In the tradition of To Kill a Mockingbird, A River Runs Through It, and Snow Falling on Cedars, Revoyr’s new novel examines the effects of change on a small, isolated town, the strengths and limits of community, and the sometimes-conflicting loyalties of family and justice. Set in the expansive countryside of Central Wisconsin, against the backdrop of Vietnam and the post-civil rights era, Wingshooters explores both connection and loss as well as the complex but enduring bonds of family.
Praise for Wingshooters
“A searing, anguished novel about racial bigotry in a small, insulated Wisconsin town named Deerhorn, where people who were born there tend not to leave . . . . The narration and pace of this novel are expertly calibrated as it explores a topic one wishes still wasn’t so current.” —Los Angeles Times
“Gripping and insightful.” —Kirkus Reviews
“Remarkable . . . [an] accomplished story of family and the dangers of complacency in the face of questionable justice.” —Publishers Weekly (starred review)

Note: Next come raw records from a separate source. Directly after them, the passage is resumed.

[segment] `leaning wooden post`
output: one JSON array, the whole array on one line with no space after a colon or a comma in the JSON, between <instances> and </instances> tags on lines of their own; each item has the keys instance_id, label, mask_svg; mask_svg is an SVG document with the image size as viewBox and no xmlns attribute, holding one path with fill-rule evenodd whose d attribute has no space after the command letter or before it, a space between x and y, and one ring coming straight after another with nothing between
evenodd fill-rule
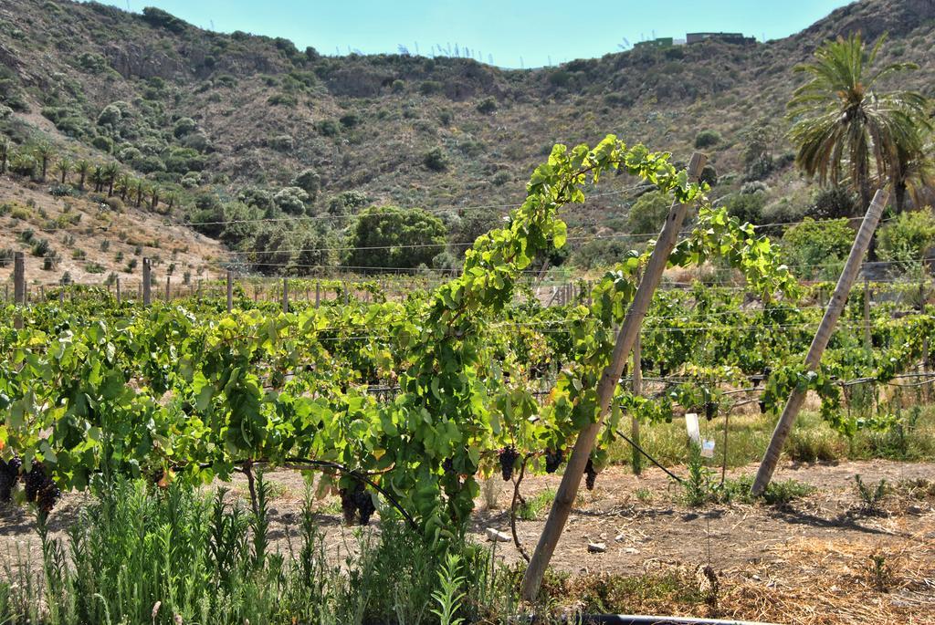
<instances>
[{"instance_id":1,"label":"leaning wooden post","mask_svg":"<svg viewBox=\"0 0 935 625\"><path fill-rule=\"evenodd\" d=\"M860 230L857 231L857 236L854 239L854 245L851 247L851 254L847 257L844 269L841 272L841 277L838 278L838 285L835 287L834 293L831 295L827 307L825 309L825 317L822 318L821 325L818 326L818 332L812 340L812 347L809 348L809 353L805 357L805 366L809 371L816 370L818 364L821 362L822 353L824 353L825 348L827 347L827 342L831 338L834 326L837 324L838 319L844 309L847 295L850 293L854 280L860 271L860 264L863 263L864 255L867 253L867 247L873 237L873 231L876 230L877 223L880 222L880 216L883 214L883 209L888 200L889 192L881 189L877 191L873 196L873 201L870 202L870 206L867 208L867 214L860 224ZM767 447L766 454L763 456L763 462L760 462L759 470L756 472L756 479L754 480L754 484L750 488L750 494L754 496L762 494L766 490L766 487L770 484L772 474L776 470L776 465L779 464L779 457L783 452L783 445L785 443L785 439L792 430L792 424L795 423L796 417L798 416L798 411L801 410L802 405L805 403L805 391L800 391L798 388L789 393L785 408L783 410L783 414L776 423L776 429L772 433L772 440L770 441L770 447Z\"/></svg>"},{"instance_id":2,"label":"leaning wooden post","mask_svg":"<svg viewBox=\"0 0 935 625\"><path fill-rule=\"evenodd\" d=\"M873 336L870 334L870 281L864 276L864 348L870 351L873 348Z\"/></svg>"},{"instance_id":3,"label":"leaning wooden post","mask_svg":"<svg viewBox=\"0 0 935 625\"><path fill-rule=\"evenodd\" d=\"M640 395L642 393L642 346L640 340L640 334L637 334L637 338L633 341L633 394ZM633 439L635 445L640 445L640 419L637 419L636 414L630 416L630 438ZM639 476L642 473L642 454L634 446L630 446L632 448L630 451L633 452L632 460L630 461L630 465L633 467L634 475Z\"/></svg>"},{"instance_id":4,"label":"leaning wooden post","mask_svg":"<svg viewBox=\"0 0 935 625\"><path fill-rule=\"evenodd\" d=\"M13 252L13 304L18 307L26 305L26 258L22 251ZM17 311L13 327L22 329L22 312Z\"/></svg>"},{"instance_id":5,"label":"leaning wooden post","mask_svg":"<svg viewBox=\"0 0 935 625\"><path fill-rule=\"evenodd\" d=\"M688 164L688 179L698 180L698 174L704 167L707 157L704 154L696 152L692 155L692 160ZM542 584L542 577L545 575L545 569L552 560L552 554L555 551L555 546L562 535L565 524L571 513L571 506L578 496L578 488L581 486L582 476L587 464L591 450L594 448L595 441L604 424L604 417L611 407L611 400L613 392L620 384L620 376L624 372L624 365L637 335L640 334L640 326L646 317L646 311L653 300L653 293L662 280L662 272L669 263L669 255L675 247L679 231L682 230L682 223L684 221L685 213L688 211L688 205L678 201L672 203L672 207L669 211L666 219L666 225L659 234L659 240L653 249L643 274L642 280L637 288L636 295L629 310L626 311L626 318L617 334L617 343L613 348L613 357L611 364L604 369L597 384L597 400L599 410L597 419L594 423L584 426L578 433L578 439L572 449L571 457L568 459L565 474L562 476L562 482L555 493L555 500L549 512L549 518L545 521L542 534L539 536L536 551L533 552L526 568L525 575L523 577L521 595L526 601L534 601L539 594L539 589Z\"/></svg>"},{"instance_id":6,"label":"leaning wooden post","mask_svg":"<svg viewBox=\"0 0 935 625\"><path fill-rule=\"evenodd\" d=\"M143 259L143 305L148 306L152 301L152 285L150 283L151 279L152 267L150 264L150 259Z\"/></svg>"},{"instance_id":7,"label":"leaning wooden post","mask_svg":"<svg viewBox=\"0 0 935 625\"><path fill-rule=\"evenodd\" d=\"M234 270L227 270L227 312L234 310Z\"/></svg>"}]
</instances>

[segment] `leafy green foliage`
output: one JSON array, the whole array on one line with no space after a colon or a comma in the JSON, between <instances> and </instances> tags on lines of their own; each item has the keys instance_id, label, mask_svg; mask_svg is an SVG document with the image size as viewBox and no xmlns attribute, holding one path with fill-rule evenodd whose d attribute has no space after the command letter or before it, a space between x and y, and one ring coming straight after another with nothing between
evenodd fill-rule
<instances>
[{"instance_id":1,"label":"leafy green foliage","mask_svg":"<svg viewBox=\"0 0 935 625\"><path fill-rule=\"evenodd\" d=\"M355 267L430 265L445 249L445 225L421 208L373 206L360 213L348 239L347 263Z\"/></svg>"}]
</instances>

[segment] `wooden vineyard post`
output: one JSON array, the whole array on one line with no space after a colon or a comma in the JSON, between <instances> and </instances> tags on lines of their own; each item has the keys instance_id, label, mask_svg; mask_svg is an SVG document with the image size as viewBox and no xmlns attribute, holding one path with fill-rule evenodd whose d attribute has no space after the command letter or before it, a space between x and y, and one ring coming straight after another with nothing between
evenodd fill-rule
<instances>
[{"instance_id":1,"label":"wooden vineyard post","mask_svg":"<svg viewBox=\"0 0 935 625\"><path fill-rule=\"evenodd\" d=\"M837 324L838 319L844 309L847 295L851 291L851 287L857 277L857 272L860 271L864 255L867 253L867 247L873 237L873 231L876 230L877 223L880 221L880 216L883 214L883 209L888 200L889 192L880 189L873 196L870 206L867 208L867 214L864 215L864 220L860 223L860 230L857 231L857 235L854 239L854 245L851 247L851 253L847 257L847 263L844 264L844 269L841 272L841 277L838 278L838 285L834 289L827 307L825 309L825 316L822 318L821 325L818 326L818 332L815 333L815 336L812 340L812 347L809 348L809 353L805 357L805 366L809 371L816 370L818 364L821 362L822 353L824 353L825 348L827 347L827 342L831 338L834 326ZM786 401L783 414L776 423L776 429L772 433L772 440L770 441L770 446L767 447L763 461L760 462L759 470L756 472L756 479L754 480L754 484L750 488L750 494L755 497L759 496L766 490L766 487L772 478L776 465L779 464L779 457L783 451L785 439L792 430L792 424L795 423L796 417L798 416L798 411L802 408L802 404L805 403L805 394L804 391L799 391L798 389L795 389L789 393L789 399Z\"/></svg>"},{"instance_id":2,"label":"wooden vineyard post","mask_svg":"<svg viewBox=\"0 0 935 625\"><path fill-rule=\"evenodd\" d=\"M633 341L633 394L640 395L642 393L642 345L640 340L640 334L637 334L636 340ZM641 444L640 442L640 419L637 419L634 413L630 417L630 438L633 439L635 445ZM636 448L634 445L630 446L630 451L633 453L632 460L630 461L630 466L633 467L633 474L639 476L642 473L642 454L640 450Z\"/></svg>"},{"instance_id":3,"label":"wooden vineyard post","mask_svg":"<svg viewBox=\"0 0 935 625\"><path fill-rule=\"evenodd\" d=\"M26 305L26 259L22 251L13 253L13 304L18 308ZM17 311L13 327L22 330L22 312Z\"/></svg>"},{"instance_id":4,"label":"wooden vineyard post","mask_svg":"<svg viewBox=\"0 0 935 625\"><path fill-rule=\"evenodd\" d=\"M864 276L864 348L870 351L873 348L873 337L870 335L870 281Z\"/></svg>"},{"instance_id":5,"label":"wooden vineyard post","mask_svg":"<svg viewBox=\"0 0 935 625\"><path fill-rule=\"evenodd\" d=\"M150 264L150 259L143 259L143 305L148 306L152 301L151 288L152 284L151 279L152 277L152 267Z\"/></svg>"},{"instance_id":6,"label":"wooden vineyard post","mask_svg":"<svg viewBox=\"0 0 935 625\"><path fill-rule=\"evenodd\" d=\"M698 174L704 167L707 157L704 154L696 152L692 155L692 160L688 164L688 179L698 180ZM561 484L555 493L555 500L549 511L549 518L545 521L542 534L539 536L536 550L529 560L529 566L526 567L525 575L523 577L523 586L520 593L524 600L534 601L539 594L539 587L542 585L542 577L545 575L545 569L552 560L552 555L558 545L558 539L565 530L565 524L571 513L571 506L578 496L578 488L581 486L582 476L591 450L594 448L595 441L604 424L604 418L611 407L611 400L613 392L620 384L620 376L624 372L624 366L633 348L637 335L640 334L640 327L649 305L653 300L653 293L662 280L662 272L666 269L669 262L669 255L675 248L679 231L682 230L682 223L684 221L688 205L675 201L666 218L666 225L663 226L659 240L653 249L643 274L643 278L637 287L637 292L633 297L633 303L629 310L626 311L626 318L617 334L617 342L613 348L613 356L611 364L604 369L597 384L597 401L599 408L597 419L590 423L578 433L578 439L572 448L571 457L568 458L568 466L562 476Z\"/></svg>"},{"instance_id":7,"label":"wooden vineyard post","mask_svg":"<svg viewBox=\"0 0 935 625\"><path fill-rule=\"evenodd\" d=\"M234 270L227 270L227 312L234 310Z\"/></svg>"}]
</instances>

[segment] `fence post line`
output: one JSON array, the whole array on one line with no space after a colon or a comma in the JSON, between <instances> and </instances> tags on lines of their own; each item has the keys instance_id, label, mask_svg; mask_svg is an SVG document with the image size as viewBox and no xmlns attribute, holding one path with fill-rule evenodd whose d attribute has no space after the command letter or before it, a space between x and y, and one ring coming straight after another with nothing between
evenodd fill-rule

“Revoyr writes rhapsodically of . . . the natural world and charts, with rising intensity, her resilient narrator’s painful awakening to human failings and senseless violence . . . . Revoyr drives to the very heart of tragic ignorance, unreason, and savagery.” —Booklist (starred review)
“Nina Revoyr is one of my favorite writers . . . Wingshooters is a gem of a novel—filled with beautiful language, thoughtful observations on life, deep heartache, and determined acceptance.” —Lisa See, author of Shanghai Girls
PUBLISHERS WEEKLY
Small towns are perhaps not famous for readily accepting outsiders, a lesson Michelle LeBeau, the protagonist of Revoyr's keen new novel, learns firsthand. Ten-year-old Michelle is the child of a Japanese mother who abandoned her husband and daughter and a father who was too busy chasing dreams to raise his daughter. Upon her arrival in 1973 Deerhorn, Wis., where she is to live with her grandparents, she becomes the first nonwhite in town, and thus a convenient target for taunting and bullying. Luckily, she has as adoring grand-father, Charlie LeBeau, and grandmother to sustain her and provide a firm family foundation. But when a young black couple, the Garretts, move to town she a nurse, he a teacher the town's sizable population of bigots make it clear the Garretts aren't welcome, the resentment peaking with a cascade of tragedies that have a big impact on Michelle's life. "The hardest thing about suffering a terrible loss is that you usually survive it," Michelle says, and Revoyr does a remarkable job of conveying Michelle's lost innocence and fear throughout this accomplished story of family and the dangers of complacency in the face of questionable justice.